There are three stones in different positions on the X-axis. You are given three integers a, b, and c, the positions of the stones.

In one move, you pick up a stone at an endpoint (i.e., either the lowest or highest position stone), and move it to an unoccupied position between those endpoints. Formally, let's say the stones are currently at positions x, y, and z with x < y < z. You pick up the stone at either position x or position z, and move that stone to an integer position k, with x < k < z and k != y.

The game ends when you cannot make any more moves (i.e., the stones are in three consecutive positions).

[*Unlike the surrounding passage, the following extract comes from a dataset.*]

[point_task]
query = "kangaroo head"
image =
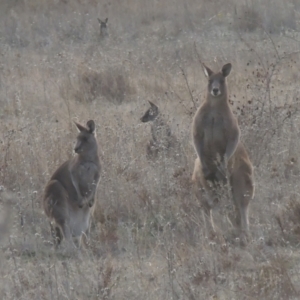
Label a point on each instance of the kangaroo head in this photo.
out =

Return an integer array answer of length 2 where:

  • answer[0] is the minimum number of moves you can play, and
  • answer[1] is the maximum number of moves you can play.

 

Example 1:

Input: a = 1, b = 2, c = 5
Output: [1,2]
Explanation: Move the stone from 5 to 3, or move the stone from 5 to 4 to 3.

Example 2:

Input: a = 4, b = 3, c = 2
Output: [0,0]
Explanation: We cannot make any moves.

Example 3:

Input: a = 3, b = 5, c = 1
Output: [1,2]
Explanation: Move the stone from 1 to 4; or move the stone from 1 to 2 to 4.

 

Constraints:

  • 1 <= a, b, c <= 100
  • a, b, and c have different values.

Solution Explanation for Moving Stones Until Consecutive

This problem involves finding the minimum and maximum number of moves required to arrange three stones on a number line such that they are consecutive.

Core Idea: The solution leverages the fact that the minimum and maximum number of moves are directly related to the range and distribution of the stones' initial positions.

Algorithm:

  1. Find Extremes: Determine the minimum (x) and maximum (z) positions of the stones.

  2. Find Middle: Calculate the position of the middle stone (y) using the fact that a + b + c = x + y + z.

  3. Minimum Moves:

    • If the range (z - x) is less than or equal to 2, the stones are already consecutive or only one move is needed, so minMoves = 0 or 1.
    • Otherwise, the minimum moves are determined by the gaps between the stones. If either gap (y - x or z - y) is less than 3, only one move is needed; otherwise, two moves are necessary.

  4. Maximum Moves: The maximum number of moves is simply the range minus 2 (z - x - 2). This is because the maximum number of gaps to fill between the stones is z-x-2. Each gap requires one move.

Time and Space Complexity:

  • Time Complexity: O(1) - The solution performs a fixed number of arithmetic operations regardless of the input values.
  • Space Complexity: O(1) - The solution uses a constant amount of extra space to store variables.

Code Explanation (Python):

class Solution:
    def numMovesStones(self, a: int, b: int, c: int) -> List[int]:
        x, z = min(a, b, c), max(a, b, c)  #Find min and max positions
        y = a + b + c - x - z             #Find middle position
 
        min_moves = 0
        max_moves = 0
 
        if z - x > 2:  #Check if stones are not already consecutive or one move away
            min_moves = 1 if (y - x < 3 or z - y < 3) else 2 #Check if one or two moves are needed for minimum
            max_moves = z - x - 2                               #Calculate maximum moves
        
        return [min_moves, max_moves]

The code in other languages (Java, C++, Go, TypeScript) follows the same logic with syntactic variations. They all efficiently compute the minimum and maximum moves based on the positions of the three stones.